Hence an element of $\overline{\mathbb{F}_p}$ is a root of an irreducible polynomial of degree $d$ if and only if it has order exactly $d$ under the Frobenius map, if and only if it divides $x^{p^d} - x$ and does not divide $x^{p^k} - x$ for $k < d$, if and only if it is contained in the fixed field of $x \mapsto x^{p^d}$ but not in the fixed field of $x \mapsto x^{p^k}$ for $k < d$. The fixed field of $x \mapsto x^{p^d}$ is a canonical copy of $\mathbb{F}_{p^d}$ inside the algebraic closure, and we have proven both (the correct version of) your statement and uniqueness of finite fields in one go.
C'est faux tel qu'énoncé. Il faut supposer le polynôme irréductible, auquel cas c'est vrai.
Si $P$ est irréductible sur $F_p$ et $P(\alpha) = 0$, alors $[F_p(\alpha):F_p] = \deg P = d$. Par conséquent, $F_p(\alpha) = F_{p^d}$, donc $\alpha \in F_{p^d}$.

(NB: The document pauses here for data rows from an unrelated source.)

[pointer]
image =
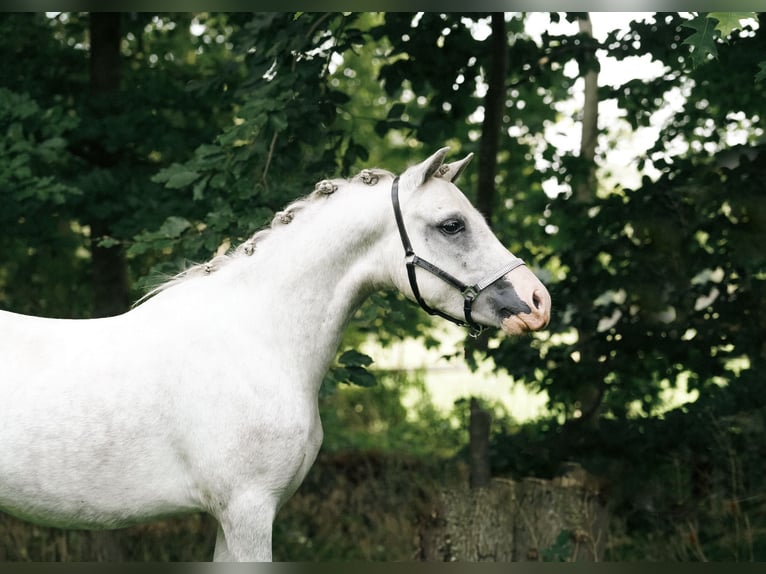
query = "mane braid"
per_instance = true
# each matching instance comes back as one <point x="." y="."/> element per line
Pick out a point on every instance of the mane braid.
<point x="322" y="189"/>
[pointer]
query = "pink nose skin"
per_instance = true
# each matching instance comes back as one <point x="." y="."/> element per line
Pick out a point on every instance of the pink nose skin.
<point x="536" y="296"/>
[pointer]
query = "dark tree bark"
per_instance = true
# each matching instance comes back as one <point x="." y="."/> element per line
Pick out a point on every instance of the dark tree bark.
<point x="494" y="106"/>
<point x="109" y="268"/>
<point x="480" y="474"/>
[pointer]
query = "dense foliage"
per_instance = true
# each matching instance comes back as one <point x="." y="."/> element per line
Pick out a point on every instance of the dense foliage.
<point x="218" y="120"/>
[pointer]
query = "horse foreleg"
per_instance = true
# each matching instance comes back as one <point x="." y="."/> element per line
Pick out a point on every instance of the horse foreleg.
<point x="244" y="532"/>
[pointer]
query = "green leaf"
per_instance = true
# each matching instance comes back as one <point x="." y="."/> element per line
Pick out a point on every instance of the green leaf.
<point x="107" y="242"/>
<point x="761" y="75"/>
<point x="352" y="358"/>
<point x="730" y="21"/>
<point x="361" y="377"/>
<point x="174" y="226"/>
<point x="702" y="41"/>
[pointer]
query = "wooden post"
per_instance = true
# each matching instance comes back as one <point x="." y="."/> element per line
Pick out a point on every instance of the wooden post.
<point x="480" y="474"/>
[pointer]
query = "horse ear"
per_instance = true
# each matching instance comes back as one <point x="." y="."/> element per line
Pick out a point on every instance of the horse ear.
<point x="417" y="175"/>
<point x="452" y="171"/>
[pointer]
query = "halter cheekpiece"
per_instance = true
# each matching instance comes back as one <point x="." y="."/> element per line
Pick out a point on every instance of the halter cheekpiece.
<point x="469" y="292"/>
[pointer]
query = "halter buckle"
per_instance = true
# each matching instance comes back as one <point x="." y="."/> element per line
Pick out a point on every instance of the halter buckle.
<point x="470" y="293"/>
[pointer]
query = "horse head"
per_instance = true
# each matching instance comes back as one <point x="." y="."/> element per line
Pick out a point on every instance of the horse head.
<point x="455" y="266"/>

Par contre, sur $F_3$, posons, $P(x) = (x^2 + 1)(x + 1)$. Si $\alpha^2 + 1 = 0$, on a $F_p(\alpha) = F_{9}$, qui n'est pas un sous-corps de $F_{27}$.
As Qiaochu Yuan said in his comment on the question, the claim
Given a polynomial with coefficients in GF$(p)$ and degree $d$, will that polynomial always have $d$ roots in GF$(p^d)$?
is false in general, but is true if the polynomial is irreducible over GF$(p)$.
The period of a polynomial $f(x)$ in GF$(q)[x]$, $q$ a prime power, is the smallest positive integer $e$ such that $f(x)$ is a divisor of $x^e - 1$. If $f(x)$ is the product of distinct irreducible polynomials, then $e$ is the least common multiple of the periods of the irreducible factors, and the smallest extension field of GF$(q)$ that contains all the roots of $f(x)$ is GF$(q^m)$ where $m$ is the smallest positive integer such that $x^e - 1$ is a divisor of $x^{q^m-1}-1$, equivalently, $e$ is a divisor of $q^m - 1$.
Theorem 6.21 in E. R. Berlekamp's Algebraic Coding Theory, McGraw-Hill 1968, gives the period of $f(x)$ in general.
If $f(x) = \prod_i [f^{(i)}(x)]^{m_i}$ where the $f^{(i)}(x)$ are irreducible polynomials of periods $n_i$ over GF$(q)$ of characteristic $p$, then the period of $f(x)$ is the least common multiple of the $n_i$ times the least power of $p$ which is not less than any of the $m_i$.
However, since the roots of $f(x)$ have multiplicities greater than $1$ if any of the $m_i$ is larger than $1$, the smallest field containing all the roots is determined by the period of $g(x) = \prod_i f^{(i)}(x)$ and this period is the least common multiple of the $n_i$.